Don’t (as in less than an order of magnitude speedup, and lots of wasted time):
- Concern yourself with deciding between Fastcgi vs. Apache mod_php; besides, Apache decodes and passes to PHP a lot of server variables that are a headache to remember to decode in fastcgi mode.
- Concern yourself with Varnish. Not only are the developers rude, but in our benchmarks, Nginx+Varnish is slower than Nginx alone on static files. Meaning that the kernel is doing a just fine job of file and descriptor caching. Nevermind all the header/compression variability that has to be taken into account.
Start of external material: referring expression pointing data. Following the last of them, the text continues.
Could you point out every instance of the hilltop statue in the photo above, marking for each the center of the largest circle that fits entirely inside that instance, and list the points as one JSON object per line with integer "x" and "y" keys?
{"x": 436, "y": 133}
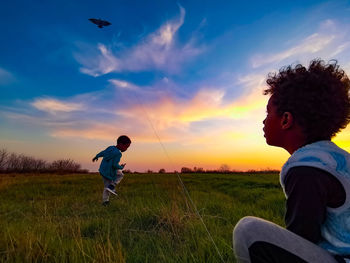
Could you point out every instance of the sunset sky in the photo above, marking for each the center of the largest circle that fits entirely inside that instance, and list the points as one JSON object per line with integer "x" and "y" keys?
{"x": 183, "y": 79}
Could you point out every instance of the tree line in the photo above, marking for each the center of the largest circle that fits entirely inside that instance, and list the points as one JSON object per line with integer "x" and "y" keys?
{"x": 20, "y": 163}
Random things to understand:
- Faster request/sec capabilities on the server can result in lower actual requests per second. When the connections are being stalled out and not returning data fast enough, the browsers will retry the request on an already overloaded connection queue. It’ll get logged, but no data returned. After we increased capacity, we saw an apparent (and immediate) 20% drop in requests.
- Many times dynamic data ALL seems important, but ask yourself “will the user die if they get an old version of the page”? If the answer is no, then the page can be cached. You want something like 90-95% of all requests to hit the static cache. Let cache expiry happen with cron jobs/etc.
- Benchmark your test setup piecewise — i.e. test the socket request handling with like a 1 byte file, then with hitting the cache, then with dynamic files. Make it a game to see how often you can hit a cache.
- Site speed & Crawlers. Many admins hate crawlers but think of them as a necessary evil, but will block them, or not optimize performance for them. This is wrong. Crawlers do generate huge traffic that affects normal users, but it is also how your pages get indexed and found — you should optimize your server performance to give the crawlers as much data as they can handle and not have it affect your users.